Un bénévole ramasse des déchets dont des pailles en plastique lors de la Journée internationale de nettoyage des côtes, sur la plage de Baseco à Manille, le 21 septembre 2024. (AFP / Jam Sta Rosa)

Donald Trump sous-estime l'impact des plastiques à usage unique sur la biodiversité marine

Le président américain Donald Trump a annulé cette semaine des objectifs fixés par son prédécesseur Joe Biden, qui visaient à éliminer l'utilisation des pailles en plastique dans l'administration américaine d'ici 2035. Il a justifié cette décision par le fait que le plastique "n'affecterait pas" les requins. Ces propos sont trompeurs car ils minimisent le rôle néfaste du plastique sur la biodiversité marine, selon quatre scientifiques interrogés par l'AFP. Il existe des preuves documentées que la pollution provenant des plastiques à usage unique affecte non seulement les requins, mais aussi de nombreux autres animaux marins.

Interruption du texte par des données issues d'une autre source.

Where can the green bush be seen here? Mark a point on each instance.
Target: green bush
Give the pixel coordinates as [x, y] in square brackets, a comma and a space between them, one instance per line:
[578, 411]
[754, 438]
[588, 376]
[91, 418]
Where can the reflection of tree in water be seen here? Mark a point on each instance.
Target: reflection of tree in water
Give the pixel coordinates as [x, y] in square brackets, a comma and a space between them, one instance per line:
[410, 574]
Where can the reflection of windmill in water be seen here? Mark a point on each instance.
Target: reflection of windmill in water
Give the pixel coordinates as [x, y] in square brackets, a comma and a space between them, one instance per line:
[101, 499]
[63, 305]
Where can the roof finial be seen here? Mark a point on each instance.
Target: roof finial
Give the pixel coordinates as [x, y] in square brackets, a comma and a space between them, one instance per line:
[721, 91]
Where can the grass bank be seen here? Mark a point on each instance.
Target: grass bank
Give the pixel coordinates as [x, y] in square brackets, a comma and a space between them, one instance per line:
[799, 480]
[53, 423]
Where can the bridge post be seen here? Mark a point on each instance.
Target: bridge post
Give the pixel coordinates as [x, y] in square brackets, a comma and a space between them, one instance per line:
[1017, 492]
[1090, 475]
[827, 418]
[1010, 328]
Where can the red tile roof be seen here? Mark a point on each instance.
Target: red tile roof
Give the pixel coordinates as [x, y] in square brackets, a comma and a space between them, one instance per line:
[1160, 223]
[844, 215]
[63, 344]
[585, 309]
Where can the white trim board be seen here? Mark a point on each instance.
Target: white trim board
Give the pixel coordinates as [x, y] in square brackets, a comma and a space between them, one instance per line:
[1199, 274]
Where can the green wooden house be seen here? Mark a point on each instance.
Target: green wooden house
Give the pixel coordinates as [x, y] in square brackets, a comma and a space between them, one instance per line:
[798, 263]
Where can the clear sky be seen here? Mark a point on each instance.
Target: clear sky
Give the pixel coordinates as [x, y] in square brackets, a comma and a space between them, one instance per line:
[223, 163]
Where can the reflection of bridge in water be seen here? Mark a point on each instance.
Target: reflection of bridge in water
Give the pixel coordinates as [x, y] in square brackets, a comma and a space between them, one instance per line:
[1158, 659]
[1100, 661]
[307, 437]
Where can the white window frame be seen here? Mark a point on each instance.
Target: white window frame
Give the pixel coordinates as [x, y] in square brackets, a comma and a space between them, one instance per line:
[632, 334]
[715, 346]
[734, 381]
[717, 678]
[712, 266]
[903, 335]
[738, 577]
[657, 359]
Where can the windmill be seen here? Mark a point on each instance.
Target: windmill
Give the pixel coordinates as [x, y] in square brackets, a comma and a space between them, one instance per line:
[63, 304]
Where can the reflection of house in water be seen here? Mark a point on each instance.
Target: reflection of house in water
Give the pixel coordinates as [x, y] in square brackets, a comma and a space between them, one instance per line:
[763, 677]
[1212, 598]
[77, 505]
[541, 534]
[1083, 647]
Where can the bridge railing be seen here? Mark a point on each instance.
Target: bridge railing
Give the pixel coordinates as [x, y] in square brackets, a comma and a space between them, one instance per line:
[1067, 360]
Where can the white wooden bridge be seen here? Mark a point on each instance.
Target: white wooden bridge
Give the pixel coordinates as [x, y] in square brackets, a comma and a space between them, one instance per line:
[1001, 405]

Dans la lignée d'autres annonces visant à détricoter des politiques de protection de l'environnement décidées par l'administration de Joe Biden, le président américain Donald Trump a signé le 10 février un décret visant à annuler les objectifs de suppression des ustensiles plastiques à usage unique dans les agences gouvernementales américaines (liens archivés ici, ici et ici).

Le président républicain, qui a régulièrement critiqué les requins ces dernières années, a tenté de justifier sa décision en assurant : "je ne pense pas que le plastique va affecter un requin pendant qu'il mange, pendant qu'il se fraye un chemin dans l'océan" (liens archivés ici et ici).

"On revient aux pailles en plastique", a-t-il conclu, s'insurgeant contre les pailles en papier, qui ne "fonctionnent pas", selon lui. 

Son prédécesseur, le démocrate Joe Biden, avait fixé comme objectif de supprimer d'ici 2035 dans les ministères et agences fédérales américaines les ustensiles plastiques à usage unique dont les pailles, les gobelets ou les couverts jetables. Ces objets sont incontournables dans la vie quotidienne des Américains, grands consommateurs de boissons ou de nourriture à emporter, et friands de repas livrés à domicile.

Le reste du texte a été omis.